Application submitted for Thames Tideway Tunnel
An application has been submitted to the government for a 20 mile long super sewer snaking across London.
The 50,000 page document, submitted by Thames Water, will be analysed by a Planning Inspectorate with a decision to be made within 28 days.
If granted planning permission the Thames Tideway Tunnel could see a shaft built on the foreshore of Elm Quay, in Nine Elms.
There would also be tunnels built in Putney Embankment and in Dormay Street, close to King George's Park, with these areas expected to face years of building work.
A shaft was originally also planned for Barn Elms playing fields, with Carnwath Road, Fulham, selected instead following a lengthy campaign.
Phil Stride, head of Thames Tideway Tunnel at Thames Water, said: "Following a thorough process of public consultation, which started back in September 2010, we have now finalised a highly detailed document, explaining how the project delivery will be managed.

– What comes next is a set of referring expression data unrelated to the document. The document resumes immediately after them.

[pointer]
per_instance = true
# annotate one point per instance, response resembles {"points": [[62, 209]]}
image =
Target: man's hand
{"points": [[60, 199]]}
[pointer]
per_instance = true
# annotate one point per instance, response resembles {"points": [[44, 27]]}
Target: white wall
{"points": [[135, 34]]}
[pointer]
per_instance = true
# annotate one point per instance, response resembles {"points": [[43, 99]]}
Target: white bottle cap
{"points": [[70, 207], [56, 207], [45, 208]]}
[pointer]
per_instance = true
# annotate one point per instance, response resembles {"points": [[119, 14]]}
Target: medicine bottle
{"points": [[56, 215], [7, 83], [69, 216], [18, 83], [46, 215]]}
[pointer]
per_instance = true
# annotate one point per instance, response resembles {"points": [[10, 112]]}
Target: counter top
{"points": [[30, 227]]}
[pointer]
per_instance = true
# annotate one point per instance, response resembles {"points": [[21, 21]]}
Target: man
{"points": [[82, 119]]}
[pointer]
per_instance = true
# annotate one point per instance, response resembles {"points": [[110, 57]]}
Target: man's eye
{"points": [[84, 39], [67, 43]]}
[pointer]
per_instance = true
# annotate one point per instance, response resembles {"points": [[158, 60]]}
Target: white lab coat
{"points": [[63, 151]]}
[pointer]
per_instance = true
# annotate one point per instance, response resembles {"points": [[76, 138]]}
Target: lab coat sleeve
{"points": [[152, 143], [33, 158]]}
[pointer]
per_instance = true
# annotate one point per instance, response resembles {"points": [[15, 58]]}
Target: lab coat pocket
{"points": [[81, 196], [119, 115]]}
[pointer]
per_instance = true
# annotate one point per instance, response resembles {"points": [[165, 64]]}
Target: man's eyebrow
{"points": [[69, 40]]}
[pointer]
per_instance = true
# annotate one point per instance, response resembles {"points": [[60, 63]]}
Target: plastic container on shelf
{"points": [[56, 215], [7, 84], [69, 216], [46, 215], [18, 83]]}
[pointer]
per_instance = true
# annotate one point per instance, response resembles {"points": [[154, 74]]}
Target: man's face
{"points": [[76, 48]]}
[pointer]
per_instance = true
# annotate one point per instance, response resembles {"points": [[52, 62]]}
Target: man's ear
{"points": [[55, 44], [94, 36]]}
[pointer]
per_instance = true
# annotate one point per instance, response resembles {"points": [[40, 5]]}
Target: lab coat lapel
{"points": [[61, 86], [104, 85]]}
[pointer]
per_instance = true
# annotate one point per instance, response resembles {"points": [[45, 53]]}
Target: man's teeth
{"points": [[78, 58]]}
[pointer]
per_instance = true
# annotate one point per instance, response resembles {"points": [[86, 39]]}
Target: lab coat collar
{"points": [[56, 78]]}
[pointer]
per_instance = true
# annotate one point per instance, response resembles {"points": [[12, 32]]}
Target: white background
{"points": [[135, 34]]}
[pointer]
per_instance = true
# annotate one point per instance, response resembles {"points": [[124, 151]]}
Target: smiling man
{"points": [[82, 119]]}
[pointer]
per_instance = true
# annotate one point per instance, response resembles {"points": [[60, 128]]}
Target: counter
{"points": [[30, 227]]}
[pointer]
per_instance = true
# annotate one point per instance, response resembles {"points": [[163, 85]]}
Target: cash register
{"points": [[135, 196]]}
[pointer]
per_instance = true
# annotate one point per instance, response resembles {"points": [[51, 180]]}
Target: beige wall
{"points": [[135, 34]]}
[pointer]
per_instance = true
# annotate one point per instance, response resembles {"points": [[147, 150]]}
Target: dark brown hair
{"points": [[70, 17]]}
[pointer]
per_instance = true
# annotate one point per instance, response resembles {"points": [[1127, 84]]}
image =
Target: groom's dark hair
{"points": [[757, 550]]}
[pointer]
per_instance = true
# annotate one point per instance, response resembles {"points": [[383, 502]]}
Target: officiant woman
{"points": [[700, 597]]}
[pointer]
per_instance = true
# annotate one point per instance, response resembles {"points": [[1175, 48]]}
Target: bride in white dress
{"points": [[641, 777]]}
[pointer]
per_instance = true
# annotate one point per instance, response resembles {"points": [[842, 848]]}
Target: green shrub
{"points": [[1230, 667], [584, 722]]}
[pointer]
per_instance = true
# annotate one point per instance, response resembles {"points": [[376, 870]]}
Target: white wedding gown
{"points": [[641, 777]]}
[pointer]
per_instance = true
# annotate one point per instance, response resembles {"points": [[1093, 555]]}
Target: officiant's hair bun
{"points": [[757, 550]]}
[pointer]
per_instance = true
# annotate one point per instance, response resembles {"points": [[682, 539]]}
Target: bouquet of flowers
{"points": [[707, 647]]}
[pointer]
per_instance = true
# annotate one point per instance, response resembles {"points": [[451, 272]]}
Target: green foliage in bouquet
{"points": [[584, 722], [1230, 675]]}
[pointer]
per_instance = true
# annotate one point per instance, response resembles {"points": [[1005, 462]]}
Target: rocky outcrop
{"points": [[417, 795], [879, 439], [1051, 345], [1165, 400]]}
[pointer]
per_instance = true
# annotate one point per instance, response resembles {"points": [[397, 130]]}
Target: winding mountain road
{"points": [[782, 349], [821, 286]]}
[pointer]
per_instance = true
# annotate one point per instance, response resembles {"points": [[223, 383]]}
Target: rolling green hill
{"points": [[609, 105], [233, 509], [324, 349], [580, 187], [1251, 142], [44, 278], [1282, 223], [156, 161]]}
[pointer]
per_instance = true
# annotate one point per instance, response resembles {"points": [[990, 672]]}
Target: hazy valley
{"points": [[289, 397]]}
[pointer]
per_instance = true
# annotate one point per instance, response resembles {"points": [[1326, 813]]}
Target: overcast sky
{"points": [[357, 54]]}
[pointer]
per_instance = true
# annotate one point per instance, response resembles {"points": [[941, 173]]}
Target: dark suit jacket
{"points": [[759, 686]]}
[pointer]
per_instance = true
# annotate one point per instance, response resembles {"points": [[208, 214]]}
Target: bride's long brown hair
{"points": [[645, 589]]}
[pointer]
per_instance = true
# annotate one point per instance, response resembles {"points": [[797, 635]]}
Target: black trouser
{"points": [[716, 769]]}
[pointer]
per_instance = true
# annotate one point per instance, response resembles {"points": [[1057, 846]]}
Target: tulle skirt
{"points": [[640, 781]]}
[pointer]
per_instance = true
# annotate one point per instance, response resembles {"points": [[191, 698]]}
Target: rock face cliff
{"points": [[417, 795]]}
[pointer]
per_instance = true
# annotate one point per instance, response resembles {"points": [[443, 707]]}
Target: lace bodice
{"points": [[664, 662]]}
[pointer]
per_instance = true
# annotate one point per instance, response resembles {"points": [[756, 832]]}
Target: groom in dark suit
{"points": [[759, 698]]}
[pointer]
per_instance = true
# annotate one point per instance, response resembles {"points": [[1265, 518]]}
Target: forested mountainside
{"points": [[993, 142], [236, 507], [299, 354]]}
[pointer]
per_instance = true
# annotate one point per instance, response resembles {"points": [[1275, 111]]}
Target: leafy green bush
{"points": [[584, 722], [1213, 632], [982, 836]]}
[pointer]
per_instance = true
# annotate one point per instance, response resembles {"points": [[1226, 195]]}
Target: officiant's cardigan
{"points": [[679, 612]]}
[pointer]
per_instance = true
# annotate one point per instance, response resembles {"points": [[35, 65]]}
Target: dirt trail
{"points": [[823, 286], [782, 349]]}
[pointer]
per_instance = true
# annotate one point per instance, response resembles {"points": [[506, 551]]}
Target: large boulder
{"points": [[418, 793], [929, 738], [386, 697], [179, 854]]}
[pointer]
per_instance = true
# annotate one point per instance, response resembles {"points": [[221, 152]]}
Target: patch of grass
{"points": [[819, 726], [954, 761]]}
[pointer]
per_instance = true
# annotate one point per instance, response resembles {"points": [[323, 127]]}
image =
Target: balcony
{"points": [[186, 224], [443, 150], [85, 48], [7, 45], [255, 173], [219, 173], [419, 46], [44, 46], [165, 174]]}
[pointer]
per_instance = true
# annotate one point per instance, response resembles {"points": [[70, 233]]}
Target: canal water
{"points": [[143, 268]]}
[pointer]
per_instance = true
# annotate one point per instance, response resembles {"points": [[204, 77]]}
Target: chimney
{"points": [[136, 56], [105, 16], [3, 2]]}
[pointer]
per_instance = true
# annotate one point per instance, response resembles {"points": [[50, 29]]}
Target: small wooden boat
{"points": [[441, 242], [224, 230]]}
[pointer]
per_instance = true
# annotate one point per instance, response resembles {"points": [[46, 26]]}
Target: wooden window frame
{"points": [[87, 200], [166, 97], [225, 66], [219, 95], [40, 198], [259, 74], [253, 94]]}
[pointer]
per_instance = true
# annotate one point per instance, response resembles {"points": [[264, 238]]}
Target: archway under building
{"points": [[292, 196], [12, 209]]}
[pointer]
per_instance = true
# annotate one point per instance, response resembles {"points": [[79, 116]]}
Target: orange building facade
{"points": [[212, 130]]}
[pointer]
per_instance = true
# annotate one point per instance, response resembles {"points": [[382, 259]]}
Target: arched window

"It’s the result of many months of work by the team to ensure the application addresses all the relevant legal and technical issues."
Campaigners from Thames Tunnel Now (TTN) have said the £4.2bn tunnel is necessary to deal with the on-going sewage pollution of the River Thames.
The current Victorian system causes sewage to pump into the Thames when there is as little as 2mm of rain.
Debbie Leach, chief executive, said: "The Thames has made significant recovery in recent years, but we must have no doubt about the severity of the current situation, raw sewage is entering the river at least once a week, threatening not just the many fish, birds and mammals that depend on it, but human health too.
"We cannot afford to delay this desperately needed action any further if we want the Thames to maintain its role as a vital wildlife nursery, global tourist destination and source of recreation and respite for Londoners."